New Delhi: The depreciation in rupee's value would add to credit pressures on Indian banks, especially public sector lenders, because their stress-absorption capacity is comparatively lower than their private-sector peers, global rating agency Fitch said Thursday.
"The sharp depreciation of the Indian rupee will add to credit pressures on Indian banks...Public sector banks remain under relatively greater pressure. This is because their (standalone) stress-absorption capacity is comparatively lower than their private-sector peers," it said in a statement.
The rating agency, however added that as most public- sector banks' International Depository Receipt (IDRs) factor in support from the sovereign, the outlook at that level remains stable - in line with that of the sovereign.
The Indian rupee has depreciated by over 27 percent against the dollar since April 30 (53.80). It closed at a record low of 68.80 yesterday.

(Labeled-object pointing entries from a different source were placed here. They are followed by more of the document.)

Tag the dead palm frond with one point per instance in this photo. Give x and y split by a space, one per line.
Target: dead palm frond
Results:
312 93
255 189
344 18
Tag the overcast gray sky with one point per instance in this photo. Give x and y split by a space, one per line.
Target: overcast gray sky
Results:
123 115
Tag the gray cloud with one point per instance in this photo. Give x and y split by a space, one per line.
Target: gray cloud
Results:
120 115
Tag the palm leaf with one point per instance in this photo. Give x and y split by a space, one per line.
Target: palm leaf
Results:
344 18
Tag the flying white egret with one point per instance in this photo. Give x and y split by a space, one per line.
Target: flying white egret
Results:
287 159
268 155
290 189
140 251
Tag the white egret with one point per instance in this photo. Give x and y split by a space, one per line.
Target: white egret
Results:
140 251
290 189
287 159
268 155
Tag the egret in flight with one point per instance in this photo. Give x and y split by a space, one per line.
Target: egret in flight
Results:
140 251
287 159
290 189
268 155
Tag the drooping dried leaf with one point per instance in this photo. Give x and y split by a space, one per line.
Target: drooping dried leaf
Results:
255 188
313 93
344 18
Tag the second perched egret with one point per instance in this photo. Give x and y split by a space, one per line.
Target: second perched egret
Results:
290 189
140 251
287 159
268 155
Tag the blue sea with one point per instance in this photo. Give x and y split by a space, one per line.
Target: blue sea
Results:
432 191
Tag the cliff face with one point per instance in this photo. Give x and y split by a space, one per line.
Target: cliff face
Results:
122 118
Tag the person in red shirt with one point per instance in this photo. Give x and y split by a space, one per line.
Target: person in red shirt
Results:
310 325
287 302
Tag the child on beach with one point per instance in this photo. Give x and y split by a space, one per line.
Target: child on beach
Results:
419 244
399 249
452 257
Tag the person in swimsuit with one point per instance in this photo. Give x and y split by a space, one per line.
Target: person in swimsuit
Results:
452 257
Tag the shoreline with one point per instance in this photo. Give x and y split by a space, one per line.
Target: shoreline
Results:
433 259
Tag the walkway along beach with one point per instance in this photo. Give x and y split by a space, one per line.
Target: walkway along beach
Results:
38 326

The 27 percent depreciation of the rupee since April 30 is likely to pressurise the financial performance of the Indian corporations with unhedged foreign-currency borrowing.
Fitch said the sharp weakening of the rupee, if not swiftly reversed, will delay any chances of recovery in domestic demand.
A more prolonged deterioration in asset quality will also raise provisioning requirements and weigh on banks' earnings profiles, Fitch said, adding: "Its (Fitch's) original estimates of stressed assets in the system peaking in FY14 would need to be revised, and is now likely to peak only in FY15."
Most recent RBI data on stressed assets for the system was 10 percent of total loans.
Fitch expects that overall, heightened credit pressures would add to concerns about capital adequacy for certain parts of the system.